Difficilmente la Fiat li farà  tornare al lavoro. Come già  in occasione della prima sentenza vinta dalla Fiom contro il Lingotto, l’azienda potrebbe semplicemente reintegrare i tre nell’organico, pagare gli arretrati, come stabilisce la sentenza di Potenza, ma lasciarli a casa stipendiati. E questo anche se la Cassazione, alla quale la Fiat ha già  annunciato ieri che farà  appello, dovesse confermare la sentenza contraria alle tesi del Lingotto. Pur non volendo commentare la sentenza, l’azienda ha scritto in una breve nota che ricorrerà  in Cassazione e che, nonostante la sconfitta in tribunale, «considera inaccettabili comportamenti come quelli dei tre lavoratori». Naturalmente l’ipotesi che nelle prossime settimane la Fiat paghi i tre per rimanere a casa aprirebbe inevitabilmente un nuovo fronte giudiziario e l’azienda verrebbe probabilmente trascinata un’altra volta in tribunale per comportamento antisindacale.

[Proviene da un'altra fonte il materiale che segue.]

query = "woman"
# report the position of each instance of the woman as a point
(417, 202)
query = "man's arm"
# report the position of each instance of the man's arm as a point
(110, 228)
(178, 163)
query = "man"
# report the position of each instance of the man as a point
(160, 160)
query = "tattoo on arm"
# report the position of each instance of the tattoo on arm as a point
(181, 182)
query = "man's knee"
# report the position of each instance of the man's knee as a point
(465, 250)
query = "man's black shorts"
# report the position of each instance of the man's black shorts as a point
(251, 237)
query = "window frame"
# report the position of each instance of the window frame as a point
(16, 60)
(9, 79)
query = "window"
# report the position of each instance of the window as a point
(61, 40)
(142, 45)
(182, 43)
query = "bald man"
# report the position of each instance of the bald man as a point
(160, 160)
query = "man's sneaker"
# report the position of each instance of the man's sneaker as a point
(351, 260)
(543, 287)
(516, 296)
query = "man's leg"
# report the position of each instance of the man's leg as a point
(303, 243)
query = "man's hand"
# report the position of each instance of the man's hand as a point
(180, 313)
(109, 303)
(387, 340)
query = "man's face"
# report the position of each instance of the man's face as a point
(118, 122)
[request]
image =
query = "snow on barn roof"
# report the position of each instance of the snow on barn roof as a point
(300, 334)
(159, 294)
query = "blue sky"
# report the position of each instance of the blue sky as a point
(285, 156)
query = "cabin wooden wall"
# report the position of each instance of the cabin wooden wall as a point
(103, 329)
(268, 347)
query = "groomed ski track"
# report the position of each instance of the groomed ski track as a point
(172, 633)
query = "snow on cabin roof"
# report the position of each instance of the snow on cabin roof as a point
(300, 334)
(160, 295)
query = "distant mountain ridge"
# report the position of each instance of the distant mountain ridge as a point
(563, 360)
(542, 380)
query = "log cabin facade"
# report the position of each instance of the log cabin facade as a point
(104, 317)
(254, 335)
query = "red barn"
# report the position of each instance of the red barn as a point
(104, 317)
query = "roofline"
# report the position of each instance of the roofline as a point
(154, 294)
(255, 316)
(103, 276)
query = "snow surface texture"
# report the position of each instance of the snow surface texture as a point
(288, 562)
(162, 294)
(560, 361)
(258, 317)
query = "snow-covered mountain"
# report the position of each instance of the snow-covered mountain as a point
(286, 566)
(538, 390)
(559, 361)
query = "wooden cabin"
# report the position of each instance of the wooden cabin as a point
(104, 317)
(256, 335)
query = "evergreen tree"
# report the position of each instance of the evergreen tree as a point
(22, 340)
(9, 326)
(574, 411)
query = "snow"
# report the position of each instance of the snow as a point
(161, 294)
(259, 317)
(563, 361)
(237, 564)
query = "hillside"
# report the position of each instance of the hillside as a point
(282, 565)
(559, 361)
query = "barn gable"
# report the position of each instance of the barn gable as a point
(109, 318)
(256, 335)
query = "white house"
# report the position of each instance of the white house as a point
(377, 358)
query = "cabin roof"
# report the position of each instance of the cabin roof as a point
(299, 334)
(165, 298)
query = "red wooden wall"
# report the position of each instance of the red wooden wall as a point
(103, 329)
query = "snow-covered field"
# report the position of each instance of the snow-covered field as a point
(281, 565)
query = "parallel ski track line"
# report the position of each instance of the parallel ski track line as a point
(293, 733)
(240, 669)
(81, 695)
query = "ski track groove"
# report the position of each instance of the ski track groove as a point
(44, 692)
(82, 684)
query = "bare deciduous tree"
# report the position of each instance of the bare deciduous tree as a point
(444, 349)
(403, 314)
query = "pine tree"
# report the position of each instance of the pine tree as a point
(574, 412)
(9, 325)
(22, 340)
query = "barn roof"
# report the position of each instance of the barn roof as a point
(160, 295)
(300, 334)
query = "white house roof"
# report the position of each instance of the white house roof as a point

La vicenda risale al luglio del 2010 quando i tre operai (due sono delegati della Fiom) vengono licenziati perché, secondo l’azienda, avrebbero bloccato un carrello automatico per fermare la produzione durante uno sciopero. La tesi del sabotaggio viene giudicata infondata dal giudice del lavoro di Melfi che ordina l’immediato reintegro. In fabbrica però i tre operai non vengono fatti entrare. I due delegati vengono inviati nella saletta sindacale per svolgere, se vogliono, il loro ruolo di sindacalisti. Nei mesi successivi una nuova sentenza del tribunale di Melfi dà  ragione alla Fiat e i tre vengono radiati dall’organico. In quei mesi contro i tre licenziati vanno a testimoniare anche sindacalisti dei sindacati del «sì» come il leader del Fismic, Roberto Di Maulo. Ieri però la Corte d’appello di Potenza ha dato ragione alla Fiom. «La sentenza dimostra che la tesi di Marchionne sulle fabbriche ingovernabili in mano ai sabotatori è frutto di pura fantasia», commenta per la Fiom Giorgio Airaudo. Maurizio Landini ricorda che «i tre operai sono stati oggetto di una campagna denigratoria e ora valuteremo se chiedere i danni morali». In occasione delle polemiche sul licenziamento, ricordano i sindacalisti della Fiom, «ci fu chi confezionò delle prime pagine con il titolo “Sabotatori”». 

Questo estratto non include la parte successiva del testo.